To support my initial claim that MPC is undervalued company, I will use FLEX valuation               3 driver model and output is shown below.

For sales growth, EBITDA % and Asset Turns are used 3 Year median numbers and numbers are reflected in output above as company, should be able to maintain CFROI around 10.3% in future what makes warranted price at $86.62 and 54% upside potential what is above analysts' consensus range of $65- $75.  

Company is selling petroleum especially in mid-coast US, which market is different than west coast or east coast, so MPC will be able to maintain operating refining margin of $5.5/ barrel. Very important thing is also Utilization rate, which should increase from 95% in 2014 to at least 97% in following years. Revenues might fall down in future, due to less car mileage of Americans or whether consumers decide to use alternatives like electric cars, nevertheless MPC COGS also lowers what makes EBIT similar to high revenue period.   

Upside/Downside risks

Upside/Downside primary risks to warranted price could be increased clarity that the US crude export ban will (not be/be) lifted, what is currently ongoing issue in US congress as oil producers are lobbying to lift the ban so they can sell oil international and on oil consumers are lobbying against lift.

Gulf Coast crude spreads or so called crack spreads (widen/ narrow) versus international markets and also Mid-Continent crude spreads (widen/tighten) versus other markets.

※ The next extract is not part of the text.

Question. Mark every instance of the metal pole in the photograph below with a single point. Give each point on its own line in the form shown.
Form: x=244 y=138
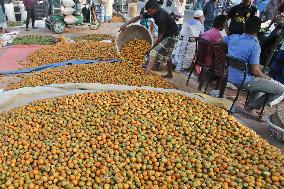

MPC recently acquired MarkWest for $20 billion to get involved in natural gas industry.  Cash flows and earnings from MarkWest transaction (outperform/underperform) expectations.

Summary  

My investment advice would be to invest in MPC as currently one of the most undervalued companies in the oil industry. MPC will be able to maintain a high CFROI level in the future, due to increased crack spreads if WTI oil price continues to remain in the $45- $55 range, and this makes it a better stock pick than for example investing in crude oil producers or some small cap oil exploration companies. MPC has also a strong balance sheet and operating performance, but investors should consider all downside risks and the high complexity of oil industry.   

References: 

HOLT Lens, Bloomberg Terminal and MPC Annual report

Comments

Great overview of the oil industry and the macro headwinds facing it. I am wondering what assumptions you are using in keeping the revenue growth numbers at the 3-year average, is that sustainable over the next five years?